Violinist and teacher;
Born: October 22, 1927; Died : August 19, 2012.
Louis Carus, who has died aged 84, was a renowned violinist, teacher and orchestral player who played a leading role in Scottish musical life.
He was born in India, educated at Rugby, and thereafter was a leader of many ensembles, several of them in Scotland. To see him seated at the first violinist's desk of whatever outfit he happened to be attached to, a handshake's distance from the conductor (if the performance needed a conductor), inspired instant feelings of trust in what was to follow.
He was a musician who knew how to generate confidence, and did so whether as a junior member of the Scottish National Orchestra in 1950 or when leading less experienced players through the rigours of Beethoven's Missa Solemnis.
By 1955 he had become head of strings at the Royal Scottish Academy of Music and Drama in Glasgow. Orchestral music, however, formed only part of his international expertise. After studying at the Brussels Conservatoire and Baltimore's Peabody Conservatory, he displayed a penchant for chamber music that stayed with him for the rest of his career, with Scotland again a major beneficiary.
Alongside Wight Henderson (piano) and Joan Dickson (cello), he founded the Scottish Piano Trio at a time when not even the Beethoven and Brahms trios were the everyday works they are now, but also when Scottish composers, including Thomas Wilson and Martin Dalby, had no obvious incentive to write music in that format. Dalby's trio, a Glasgow University McEwen commission composed for Carus and his colleagues in 1967, won him a major place on the map of Scottish chamber music.
But the Scottish Piano Trio was not Carus's only venture of its kind. He was also co-founder of the Scottish Piano Quartet, the Clarina Ensemble and, with the pianist-composer Edward Harper, the New Music Group of Scotland, whose encouraging of major Scottish composers gained it an important place in the Edinburgh Festival during Peter Diamand's reign as director.
Outside Scotland, Carus was leader of the Northern Sinfonia in Newcastle, sub-leader of John Eliot Gardiner's Monteverdi Orchestra and, from 1975, principal of the Birmingham School of Music (BSM), where he helped to develop the school's graduate courses, and founded the Granville Ensemble.
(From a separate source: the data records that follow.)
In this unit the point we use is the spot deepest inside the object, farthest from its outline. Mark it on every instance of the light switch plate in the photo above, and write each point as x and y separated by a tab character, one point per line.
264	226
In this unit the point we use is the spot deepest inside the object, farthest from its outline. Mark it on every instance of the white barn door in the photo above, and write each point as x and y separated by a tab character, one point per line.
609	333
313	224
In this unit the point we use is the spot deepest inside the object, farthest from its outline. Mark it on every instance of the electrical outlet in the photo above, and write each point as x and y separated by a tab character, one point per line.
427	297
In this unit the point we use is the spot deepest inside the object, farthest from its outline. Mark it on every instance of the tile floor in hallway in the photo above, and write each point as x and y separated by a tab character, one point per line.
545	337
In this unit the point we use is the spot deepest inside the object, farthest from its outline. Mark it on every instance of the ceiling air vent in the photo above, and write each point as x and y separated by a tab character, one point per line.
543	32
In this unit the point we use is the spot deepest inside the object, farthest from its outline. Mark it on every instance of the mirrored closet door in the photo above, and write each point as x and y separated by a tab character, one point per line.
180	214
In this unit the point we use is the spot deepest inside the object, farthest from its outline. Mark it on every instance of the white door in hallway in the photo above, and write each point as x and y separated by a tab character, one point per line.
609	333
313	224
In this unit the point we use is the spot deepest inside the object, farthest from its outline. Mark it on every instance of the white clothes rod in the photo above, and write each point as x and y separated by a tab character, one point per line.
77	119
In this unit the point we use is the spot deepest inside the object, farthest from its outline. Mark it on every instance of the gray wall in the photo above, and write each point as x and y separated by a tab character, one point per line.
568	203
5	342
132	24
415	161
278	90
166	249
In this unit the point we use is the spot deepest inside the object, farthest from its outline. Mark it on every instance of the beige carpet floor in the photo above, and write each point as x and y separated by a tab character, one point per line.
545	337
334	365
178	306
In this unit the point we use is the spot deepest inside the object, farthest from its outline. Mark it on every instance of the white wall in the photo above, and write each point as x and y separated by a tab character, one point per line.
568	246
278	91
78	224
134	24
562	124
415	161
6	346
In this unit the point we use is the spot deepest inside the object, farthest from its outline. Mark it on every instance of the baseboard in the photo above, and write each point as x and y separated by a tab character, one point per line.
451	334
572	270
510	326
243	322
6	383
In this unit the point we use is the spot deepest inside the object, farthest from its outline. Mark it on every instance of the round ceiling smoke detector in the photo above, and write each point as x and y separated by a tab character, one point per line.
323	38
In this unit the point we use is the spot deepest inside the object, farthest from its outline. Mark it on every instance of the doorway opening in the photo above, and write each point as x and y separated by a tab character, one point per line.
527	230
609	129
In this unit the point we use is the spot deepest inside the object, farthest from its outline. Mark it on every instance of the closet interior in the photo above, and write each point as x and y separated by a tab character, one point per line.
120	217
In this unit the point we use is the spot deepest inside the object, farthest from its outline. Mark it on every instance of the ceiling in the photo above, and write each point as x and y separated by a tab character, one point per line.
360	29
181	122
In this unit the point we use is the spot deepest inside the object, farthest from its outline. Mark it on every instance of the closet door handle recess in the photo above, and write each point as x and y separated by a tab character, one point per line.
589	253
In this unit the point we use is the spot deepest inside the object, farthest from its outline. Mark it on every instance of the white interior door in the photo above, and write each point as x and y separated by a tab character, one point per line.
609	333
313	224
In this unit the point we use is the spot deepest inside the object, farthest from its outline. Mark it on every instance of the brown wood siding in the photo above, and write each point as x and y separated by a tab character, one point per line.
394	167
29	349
He was chairman of the European String Teachers Association and, in 1986, president of the International Society of Musicians. He visited the USSR as a representative of the British Council and was also chairman of the BSM centenary committee.
As co-founder of the St Endellion Music Festival in Cornwall, he was involved with this event for half a century, leading the festival orchestra and establishing the conductor Richard Hickox as one of its key musicians.
Several of his pupils retain memories of journeying all the way from Glasgow in his old Morris Traveller and helping to renovate the rectory (the festival's original headquarters) between rehearsals and concerts. After his retirement in 1987, Carus continued teaching and adjudicating, and was still playing shortly before his death last month. As a critic, I remember him specially for the suave beauty of his performances and for the tally of fine Scottish works he introduced to the repertoire.
A much-loved brother, husband, father and grandfather, in later life he returned to live in Glasgow, a city he loved. He died at Gartnavel General Hospital.